Nigeria's central bank governor Lamido Sanusi has been suspended by the president for "financial recklessness and misconduct".
Mr Sanusi caused shockwaves in Nigeria when he alleged that $20bn (£12bn) in oil revenue had gone missing.
Nigeria's state oil firm has denied failing to account for the money, saying the claim was "unsubstantiated".
Mr Sanusi is widely respected after undertaking reforms to the banking sector since his appointment in 2009.
He was named central bank governor of the year for 2010 by Banker magazine.
His allegations threaten to expose high-level fraud in Nigeria's notoriously opaque and corrupt oil sector. He says over a 19-month period, more than $1bn was unaccounted for every month.
The controversy comes at a time when elections loom and some of the president's senior officials are being asked some very awkward questions.
Mr Sanusi's critics wonder about his own political ambitions and question whether he is using his job to harm President Jonathan's chances in 2015. But to many Nigerians it will appear that the president has chosen to suspend the whistleblower rather than focus on stopping fraud.

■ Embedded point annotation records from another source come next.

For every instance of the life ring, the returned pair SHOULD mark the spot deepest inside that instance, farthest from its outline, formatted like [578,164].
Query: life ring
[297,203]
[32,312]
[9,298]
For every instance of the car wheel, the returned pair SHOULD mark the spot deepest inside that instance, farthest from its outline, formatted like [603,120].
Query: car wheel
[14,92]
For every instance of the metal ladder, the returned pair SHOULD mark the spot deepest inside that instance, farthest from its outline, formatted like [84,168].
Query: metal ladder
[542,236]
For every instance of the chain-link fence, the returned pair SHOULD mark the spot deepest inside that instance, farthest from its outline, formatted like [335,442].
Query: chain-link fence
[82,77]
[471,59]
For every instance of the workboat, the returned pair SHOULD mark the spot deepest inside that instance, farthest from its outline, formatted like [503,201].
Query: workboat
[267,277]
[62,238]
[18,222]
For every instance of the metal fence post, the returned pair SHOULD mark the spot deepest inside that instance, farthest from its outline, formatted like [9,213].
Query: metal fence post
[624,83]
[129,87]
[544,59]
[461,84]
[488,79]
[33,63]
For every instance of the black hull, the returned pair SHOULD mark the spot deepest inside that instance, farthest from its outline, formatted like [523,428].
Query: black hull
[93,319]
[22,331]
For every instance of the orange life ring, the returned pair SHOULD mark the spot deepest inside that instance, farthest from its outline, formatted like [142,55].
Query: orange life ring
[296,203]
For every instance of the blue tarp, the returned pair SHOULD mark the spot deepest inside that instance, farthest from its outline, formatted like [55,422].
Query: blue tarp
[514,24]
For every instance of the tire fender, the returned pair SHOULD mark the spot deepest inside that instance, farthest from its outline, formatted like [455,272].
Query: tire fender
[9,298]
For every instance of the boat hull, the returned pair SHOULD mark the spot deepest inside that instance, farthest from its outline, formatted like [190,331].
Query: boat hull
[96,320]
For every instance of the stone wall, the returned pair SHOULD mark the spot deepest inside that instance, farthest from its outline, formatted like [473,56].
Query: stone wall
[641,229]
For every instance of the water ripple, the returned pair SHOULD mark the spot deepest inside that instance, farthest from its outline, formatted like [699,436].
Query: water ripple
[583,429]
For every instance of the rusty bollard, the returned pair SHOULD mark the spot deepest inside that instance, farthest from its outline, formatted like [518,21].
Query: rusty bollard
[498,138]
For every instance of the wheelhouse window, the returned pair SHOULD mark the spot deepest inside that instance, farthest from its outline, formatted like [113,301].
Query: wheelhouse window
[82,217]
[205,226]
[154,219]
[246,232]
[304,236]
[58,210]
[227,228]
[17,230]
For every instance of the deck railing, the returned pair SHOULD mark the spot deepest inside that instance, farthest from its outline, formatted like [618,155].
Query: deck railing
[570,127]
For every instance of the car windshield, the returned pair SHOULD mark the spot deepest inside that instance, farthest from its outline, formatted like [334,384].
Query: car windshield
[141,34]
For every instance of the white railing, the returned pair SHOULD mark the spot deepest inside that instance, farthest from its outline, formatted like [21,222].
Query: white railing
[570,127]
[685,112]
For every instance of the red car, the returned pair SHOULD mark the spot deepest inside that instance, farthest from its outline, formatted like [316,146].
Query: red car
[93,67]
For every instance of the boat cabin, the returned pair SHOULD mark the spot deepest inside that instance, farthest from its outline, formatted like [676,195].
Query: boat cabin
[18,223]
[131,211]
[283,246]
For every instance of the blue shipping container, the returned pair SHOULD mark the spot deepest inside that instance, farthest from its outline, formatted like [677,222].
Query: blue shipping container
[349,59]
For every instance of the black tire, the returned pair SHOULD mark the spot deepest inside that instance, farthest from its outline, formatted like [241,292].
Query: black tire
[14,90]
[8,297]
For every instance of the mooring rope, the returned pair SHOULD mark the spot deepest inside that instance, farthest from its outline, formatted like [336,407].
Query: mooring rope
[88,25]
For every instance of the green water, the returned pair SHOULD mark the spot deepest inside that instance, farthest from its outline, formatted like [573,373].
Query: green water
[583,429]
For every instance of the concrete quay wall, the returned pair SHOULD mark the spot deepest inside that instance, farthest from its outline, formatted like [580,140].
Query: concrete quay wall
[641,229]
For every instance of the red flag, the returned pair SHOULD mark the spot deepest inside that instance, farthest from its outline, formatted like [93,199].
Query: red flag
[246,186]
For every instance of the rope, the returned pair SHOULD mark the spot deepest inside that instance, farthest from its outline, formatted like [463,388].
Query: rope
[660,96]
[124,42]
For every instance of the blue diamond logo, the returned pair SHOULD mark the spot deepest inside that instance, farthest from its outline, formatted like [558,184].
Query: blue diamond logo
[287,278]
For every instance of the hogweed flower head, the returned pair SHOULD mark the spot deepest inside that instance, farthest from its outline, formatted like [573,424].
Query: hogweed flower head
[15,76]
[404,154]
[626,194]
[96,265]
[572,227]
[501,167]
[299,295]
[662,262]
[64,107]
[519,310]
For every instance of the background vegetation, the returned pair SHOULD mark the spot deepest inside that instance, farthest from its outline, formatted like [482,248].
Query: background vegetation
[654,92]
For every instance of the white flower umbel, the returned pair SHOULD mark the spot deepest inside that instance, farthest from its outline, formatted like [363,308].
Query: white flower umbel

Efforts to tackle corruption rarely get anywhere in Nigeria. In 2007 Nuhu Ribadu was suspended as the head of the Economic and Financial Crimes Commission. As Nigeria's pidgin speakers would say: "To fight corruption. No be easy job o."
He told the BBC he would challenge his suspension in order to preserve the central bank's independence.
"I'm proud of my own record," he said.
Foreign exchange, bond and money markets have stopped trading because of uncertainty caused by the move, Reuters news agency reports.
The BBC's Will Ross in Lagos says Mr Sanusi's allegations threaten to expose high-level fraud in Nigeria's notoriously opaque and corrupt oil sector. Nigeria is one of the world's biggest oil producers.
The controversy also comes ahead of next year's elections, with the governing party split over whether President Goodluck Jonathan should contest.
Earlier this month, Mr Sanusi told a senate committee that out of $67bn of oil sold between January 2012 and July 2013, $20bn had not been accounted for.
The Nigerian National Petroleum Corporation said the allegations showed "little understanding of the technicalities of the oil industry".
Mr Sanusi is currently in Niger attending a meeting of top officials, which he has now left.
His deputy, Sarah Alade, who is travelling with him, will fill in until a new governor is appointed.
President Jonathan asked him to resign in December but Mr Sanusi refused, sources told the BBC Hausa service.
The president does not have the power to sack the central bank governor – only the National Assembly can do this.
His term in office was due to end in June but correspondents say the decision to suspend him now is still highly significant.
The presidential statement announcing his suspension said he had been removed pending "investigations into breaches of enabling laws, due process and mandate" of the Central Bank of Nigeria.
It said his "tenure has been characterised by various acts of financial recklessness and misconduct… [and] far-reaching irregularities".
While Mr Sanusi's critics question whether he is using his job to harm President Jonathan's chances of re-election, many Nigerians will think the president has chosen to suspend the whistleblower rather than focus on stopping fraud, our correspondent says.